1. "Screams and Groans"   0:57
2. "Thunder, Lightning and Rain"   2:01
3. "Cat Fight"   0:37
4. "Dogs"   0:48
5. "A Collection Of Creaks"   1:54
6. "Fuses and Explosions"   1:11
7. "A Collection Of Crashes"   0:45
8. "Birds"   0:33
9. "Drips and Splashes"   1:18
10. "Things In Space"   0:53

Devoid of any context, the narration of the first side absent here on the second, my mind would create its own horrific scenes. "Cat Fight" sounds brutal. "Thunder, Lightning, and Rain," regardless of its canned sound, evokes the storms of old movies. "Things In Space" is a nicely mysterious track of what I would have imagined a flying saucer or other alien craft would sound like...despite the fact "Things In Space" wouldn't, y'know, make any sounds.

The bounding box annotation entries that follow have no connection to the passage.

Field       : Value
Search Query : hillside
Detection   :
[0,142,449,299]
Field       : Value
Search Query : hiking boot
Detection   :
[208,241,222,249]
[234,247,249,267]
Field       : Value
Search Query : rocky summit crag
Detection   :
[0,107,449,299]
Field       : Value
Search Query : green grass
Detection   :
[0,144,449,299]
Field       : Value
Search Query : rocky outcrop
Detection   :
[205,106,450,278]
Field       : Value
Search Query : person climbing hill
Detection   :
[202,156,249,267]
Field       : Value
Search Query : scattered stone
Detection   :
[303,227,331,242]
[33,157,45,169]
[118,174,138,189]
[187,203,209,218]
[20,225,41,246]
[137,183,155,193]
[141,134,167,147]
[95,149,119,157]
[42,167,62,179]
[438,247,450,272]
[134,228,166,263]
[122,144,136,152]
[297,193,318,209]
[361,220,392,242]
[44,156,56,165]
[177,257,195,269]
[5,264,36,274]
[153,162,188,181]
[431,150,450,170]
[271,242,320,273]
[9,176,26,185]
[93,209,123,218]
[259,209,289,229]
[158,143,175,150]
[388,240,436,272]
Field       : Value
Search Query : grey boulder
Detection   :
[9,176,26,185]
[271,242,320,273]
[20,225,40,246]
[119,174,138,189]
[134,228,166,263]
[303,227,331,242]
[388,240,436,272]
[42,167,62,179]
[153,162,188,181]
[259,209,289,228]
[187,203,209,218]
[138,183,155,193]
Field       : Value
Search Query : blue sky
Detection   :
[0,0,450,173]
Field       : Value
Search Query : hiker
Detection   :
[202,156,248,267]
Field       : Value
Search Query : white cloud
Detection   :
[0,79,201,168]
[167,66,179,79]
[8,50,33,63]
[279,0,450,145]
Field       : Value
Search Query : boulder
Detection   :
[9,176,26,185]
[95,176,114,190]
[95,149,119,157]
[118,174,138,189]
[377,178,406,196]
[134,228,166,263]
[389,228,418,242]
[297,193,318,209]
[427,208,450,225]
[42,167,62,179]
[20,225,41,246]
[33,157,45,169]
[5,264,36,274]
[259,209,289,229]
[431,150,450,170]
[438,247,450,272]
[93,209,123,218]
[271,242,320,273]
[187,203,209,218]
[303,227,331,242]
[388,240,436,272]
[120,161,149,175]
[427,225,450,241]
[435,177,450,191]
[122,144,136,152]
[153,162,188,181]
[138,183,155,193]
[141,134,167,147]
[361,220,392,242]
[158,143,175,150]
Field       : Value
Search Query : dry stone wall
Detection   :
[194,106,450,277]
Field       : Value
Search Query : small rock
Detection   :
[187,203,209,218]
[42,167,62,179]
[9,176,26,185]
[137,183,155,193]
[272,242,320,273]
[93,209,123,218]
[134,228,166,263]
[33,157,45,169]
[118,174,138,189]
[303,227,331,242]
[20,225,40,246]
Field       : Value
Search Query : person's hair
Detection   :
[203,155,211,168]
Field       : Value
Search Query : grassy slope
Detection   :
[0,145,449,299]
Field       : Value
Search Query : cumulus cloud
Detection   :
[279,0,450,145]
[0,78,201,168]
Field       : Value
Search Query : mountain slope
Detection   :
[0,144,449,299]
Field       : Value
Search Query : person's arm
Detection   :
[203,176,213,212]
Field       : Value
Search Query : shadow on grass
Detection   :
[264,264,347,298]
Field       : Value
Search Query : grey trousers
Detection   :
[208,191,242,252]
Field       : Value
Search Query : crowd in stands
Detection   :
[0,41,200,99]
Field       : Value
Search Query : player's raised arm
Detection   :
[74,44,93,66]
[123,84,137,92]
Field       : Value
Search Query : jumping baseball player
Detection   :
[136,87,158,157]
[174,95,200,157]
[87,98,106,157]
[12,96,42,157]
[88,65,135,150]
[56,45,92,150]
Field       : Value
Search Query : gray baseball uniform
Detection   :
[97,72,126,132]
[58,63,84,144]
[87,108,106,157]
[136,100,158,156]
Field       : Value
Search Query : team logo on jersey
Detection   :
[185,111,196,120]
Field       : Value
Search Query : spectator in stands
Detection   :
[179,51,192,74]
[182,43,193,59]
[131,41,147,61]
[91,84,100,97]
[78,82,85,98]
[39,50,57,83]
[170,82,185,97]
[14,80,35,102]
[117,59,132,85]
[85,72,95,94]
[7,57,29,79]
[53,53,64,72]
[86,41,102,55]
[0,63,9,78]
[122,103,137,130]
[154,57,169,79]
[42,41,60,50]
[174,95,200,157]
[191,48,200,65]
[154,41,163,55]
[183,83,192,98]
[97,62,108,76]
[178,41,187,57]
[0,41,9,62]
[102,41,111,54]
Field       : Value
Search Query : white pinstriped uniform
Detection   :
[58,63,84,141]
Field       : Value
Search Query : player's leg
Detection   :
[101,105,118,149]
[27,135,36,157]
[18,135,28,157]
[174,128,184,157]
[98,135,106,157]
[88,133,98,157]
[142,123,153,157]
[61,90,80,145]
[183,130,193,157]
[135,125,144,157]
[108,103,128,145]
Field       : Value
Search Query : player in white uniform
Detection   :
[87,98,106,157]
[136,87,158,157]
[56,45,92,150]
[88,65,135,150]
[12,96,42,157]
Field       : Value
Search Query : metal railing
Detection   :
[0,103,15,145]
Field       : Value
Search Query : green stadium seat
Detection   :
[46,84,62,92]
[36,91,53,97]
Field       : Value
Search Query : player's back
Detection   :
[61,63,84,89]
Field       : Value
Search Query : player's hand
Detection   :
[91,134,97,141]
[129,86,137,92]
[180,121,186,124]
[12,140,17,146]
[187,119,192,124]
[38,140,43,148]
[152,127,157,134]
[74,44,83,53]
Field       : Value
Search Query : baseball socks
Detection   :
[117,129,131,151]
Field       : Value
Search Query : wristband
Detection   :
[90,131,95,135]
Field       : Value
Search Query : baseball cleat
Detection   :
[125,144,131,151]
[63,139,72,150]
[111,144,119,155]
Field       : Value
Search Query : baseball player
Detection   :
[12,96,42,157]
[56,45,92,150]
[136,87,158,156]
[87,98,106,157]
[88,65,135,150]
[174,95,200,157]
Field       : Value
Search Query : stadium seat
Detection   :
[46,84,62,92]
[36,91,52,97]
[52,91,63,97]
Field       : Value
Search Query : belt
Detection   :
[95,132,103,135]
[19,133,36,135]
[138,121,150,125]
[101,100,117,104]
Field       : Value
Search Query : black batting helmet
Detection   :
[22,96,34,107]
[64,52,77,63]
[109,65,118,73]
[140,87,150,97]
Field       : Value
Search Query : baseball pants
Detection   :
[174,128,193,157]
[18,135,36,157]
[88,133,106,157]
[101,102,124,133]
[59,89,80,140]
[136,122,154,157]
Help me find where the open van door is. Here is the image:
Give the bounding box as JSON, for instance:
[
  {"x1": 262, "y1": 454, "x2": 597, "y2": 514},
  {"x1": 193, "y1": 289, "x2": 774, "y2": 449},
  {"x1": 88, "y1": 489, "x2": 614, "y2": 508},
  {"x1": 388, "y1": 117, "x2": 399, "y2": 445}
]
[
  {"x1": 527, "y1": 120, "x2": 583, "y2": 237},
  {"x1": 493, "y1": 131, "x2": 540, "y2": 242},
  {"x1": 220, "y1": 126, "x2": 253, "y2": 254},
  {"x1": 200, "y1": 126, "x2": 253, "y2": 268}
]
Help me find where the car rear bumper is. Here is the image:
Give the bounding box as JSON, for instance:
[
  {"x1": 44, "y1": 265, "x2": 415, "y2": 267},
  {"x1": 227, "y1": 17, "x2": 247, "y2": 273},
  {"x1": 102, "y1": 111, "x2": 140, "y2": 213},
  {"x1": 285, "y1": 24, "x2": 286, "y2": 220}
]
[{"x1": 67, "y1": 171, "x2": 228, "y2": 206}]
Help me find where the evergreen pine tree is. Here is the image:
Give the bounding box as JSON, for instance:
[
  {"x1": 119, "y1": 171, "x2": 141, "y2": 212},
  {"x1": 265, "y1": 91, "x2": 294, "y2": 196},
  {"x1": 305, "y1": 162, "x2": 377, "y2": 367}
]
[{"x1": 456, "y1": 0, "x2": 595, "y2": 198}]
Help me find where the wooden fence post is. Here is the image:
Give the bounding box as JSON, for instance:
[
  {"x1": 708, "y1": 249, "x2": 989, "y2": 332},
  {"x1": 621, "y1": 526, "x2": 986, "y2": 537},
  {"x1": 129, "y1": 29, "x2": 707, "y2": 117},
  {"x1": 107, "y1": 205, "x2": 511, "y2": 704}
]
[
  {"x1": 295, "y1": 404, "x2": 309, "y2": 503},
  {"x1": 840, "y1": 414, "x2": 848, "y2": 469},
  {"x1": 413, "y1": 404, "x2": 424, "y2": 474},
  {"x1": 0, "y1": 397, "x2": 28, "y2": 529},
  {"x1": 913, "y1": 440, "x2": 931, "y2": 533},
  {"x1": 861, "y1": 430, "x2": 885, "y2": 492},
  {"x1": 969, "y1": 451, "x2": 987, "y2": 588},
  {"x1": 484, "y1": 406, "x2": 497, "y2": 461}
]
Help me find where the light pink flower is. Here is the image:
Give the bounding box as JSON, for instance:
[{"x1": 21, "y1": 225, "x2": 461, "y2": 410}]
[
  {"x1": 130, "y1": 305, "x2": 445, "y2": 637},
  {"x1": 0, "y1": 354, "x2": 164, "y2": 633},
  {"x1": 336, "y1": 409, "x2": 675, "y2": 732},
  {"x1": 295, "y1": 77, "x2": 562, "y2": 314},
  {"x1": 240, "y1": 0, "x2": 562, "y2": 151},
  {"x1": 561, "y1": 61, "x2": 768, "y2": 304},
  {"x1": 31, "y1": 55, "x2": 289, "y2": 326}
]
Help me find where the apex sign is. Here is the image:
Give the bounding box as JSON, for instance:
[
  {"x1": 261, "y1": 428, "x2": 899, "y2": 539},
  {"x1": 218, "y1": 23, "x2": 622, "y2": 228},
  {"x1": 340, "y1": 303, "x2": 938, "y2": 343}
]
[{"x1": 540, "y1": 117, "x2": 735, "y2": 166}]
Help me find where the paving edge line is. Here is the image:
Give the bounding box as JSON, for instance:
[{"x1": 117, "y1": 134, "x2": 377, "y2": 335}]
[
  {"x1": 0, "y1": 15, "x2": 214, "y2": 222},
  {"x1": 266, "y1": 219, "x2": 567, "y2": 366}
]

But the track that is solid gold here, not just on this side but on the entire record, is "Screams and Groans." It's worth the price of admission alone. I don't know who these actors are, or were, but Holy Toledo do they go above and beyond to cut loose with some unsettling shrieks.

The second side is a nice collection of sound effects for...well, just for listening in a darkened room with friends, or even a budget-rate haunted house. Sure, you can find recordings that are technically better from a technological standpoint, but few have the vintage sheen of this one.